Vom Mittelalter bis in die Neuzeit meinte man allerdings, der Gottesname würde JeHoWaH ausgesprochen. Als im Mittelalter des 8.-10. Jahrhunderts jüdische Gelehrte („Masoreten“) die gesamte hebräische Heilige Schrift (Altes Testament) durch Punktzeichen mit Vokalen versahen, setzten sie bei JHWH die Vokale von dem ersatzweise zu sprechendem Adonaj ein. Es sollte den Vorleser erinnern, dass bei JHWH ersatzweise Adonaj zu sprechen sei. Dadurch kam es zu dem Missverständnis, der wahre Gottesname wäre JeHoWaH = Jehova. (Für das erste a von Adonaj ist ein e als abgeleiteter „Mittelvokal“ von a eingesetzt und das nicht zu sprechende „ruhende H“ am Wortende wird weggelassen). Unter Papst Leo X (1513 – 1523) hat die Römische Kirche erstmals diesen künstlichen Gottesnamen Jehova übernommen. Man dachte, die Juden hätten die Aussprache Jehova durchgehend bewahrt und tradiert. Auch von evangelischer Seite wurde dann der Kunstname Jehova benutzt. In alten evangelischen Kirchenlieder wird gesungen: „Dir, dir Jehova, will ich singen, denn wo ist ein Gott wie du?“ (B. Crasselius, 1667 – 1724).
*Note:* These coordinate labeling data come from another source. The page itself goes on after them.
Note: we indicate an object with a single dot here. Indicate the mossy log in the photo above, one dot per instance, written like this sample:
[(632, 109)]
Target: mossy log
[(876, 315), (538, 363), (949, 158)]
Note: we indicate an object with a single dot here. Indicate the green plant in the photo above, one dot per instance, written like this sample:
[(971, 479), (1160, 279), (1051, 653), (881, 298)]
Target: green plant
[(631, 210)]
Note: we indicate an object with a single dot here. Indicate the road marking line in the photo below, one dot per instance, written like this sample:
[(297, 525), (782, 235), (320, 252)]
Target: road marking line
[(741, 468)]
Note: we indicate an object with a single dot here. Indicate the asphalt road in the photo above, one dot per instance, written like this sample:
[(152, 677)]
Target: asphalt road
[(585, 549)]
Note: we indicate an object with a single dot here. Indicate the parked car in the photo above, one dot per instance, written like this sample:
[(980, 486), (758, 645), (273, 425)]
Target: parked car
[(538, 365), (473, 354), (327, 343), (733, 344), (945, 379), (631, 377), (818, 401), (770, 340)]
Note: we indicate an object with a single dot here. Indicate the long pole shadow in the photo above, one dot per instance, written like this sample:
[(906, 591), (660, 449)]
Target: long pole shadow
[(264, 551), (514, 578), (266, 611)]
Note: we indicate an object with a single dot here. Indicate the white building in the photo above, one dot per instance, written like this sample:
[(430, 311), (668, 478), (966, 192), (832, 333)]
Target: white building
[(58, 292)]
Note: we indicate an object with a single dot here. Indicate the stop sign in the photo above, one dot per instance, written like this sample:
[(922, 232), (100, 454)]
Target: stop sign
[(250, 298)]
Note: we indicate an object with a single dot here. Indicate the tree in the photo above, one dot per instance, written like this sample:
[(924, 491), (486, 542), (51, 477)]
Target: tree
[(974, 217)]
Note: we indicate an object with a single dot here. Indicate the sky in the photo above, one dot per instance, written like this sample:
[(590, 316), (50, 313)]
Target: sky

Wenige vertreten auch noch heute die Auffassung, der Gottesname des Alten Testaments sei „Jehova“ zu sprechen. Auch andere als die „Zeugen Jehovas“ treten neuerdings dafür wieder ein. Einzuräumen ist, dass nicht mit absoluter Sicherheit die Aussprache geklärt werden kann, aber eine äußerst hohe Wahrscheinlichkeit spricht für „Jahwe“. Gesichert ist allerdings, dass nach Selbstaussage der Heiligen Schrift sich der Gottesname JHWH vom Verb „haja“ = „sein“ ableitet - in der ersten Person „Ich bin“ und in der dritten Person „Er ist“.* Von dem Verb „haja“ = „Sein“ wird der Inhalt und die Botschaft des Namens Gottes bestimmt.

*Den Israeliten sollte Mose den Gottesnamen in der dritten Person bekannt machen, hebr. jihjeh ascher jihjeh, also: „Jihjeh … hat mich zu euch gesandt.“ Das würde eigentlich zu den Konsonaten JHJH führen, aber nach alter Schreib- und Sprechweise tritt „ja“ anstelle von „ji“ und „weh“ anstelle von „jeh“ somit JHWH = Jahwe.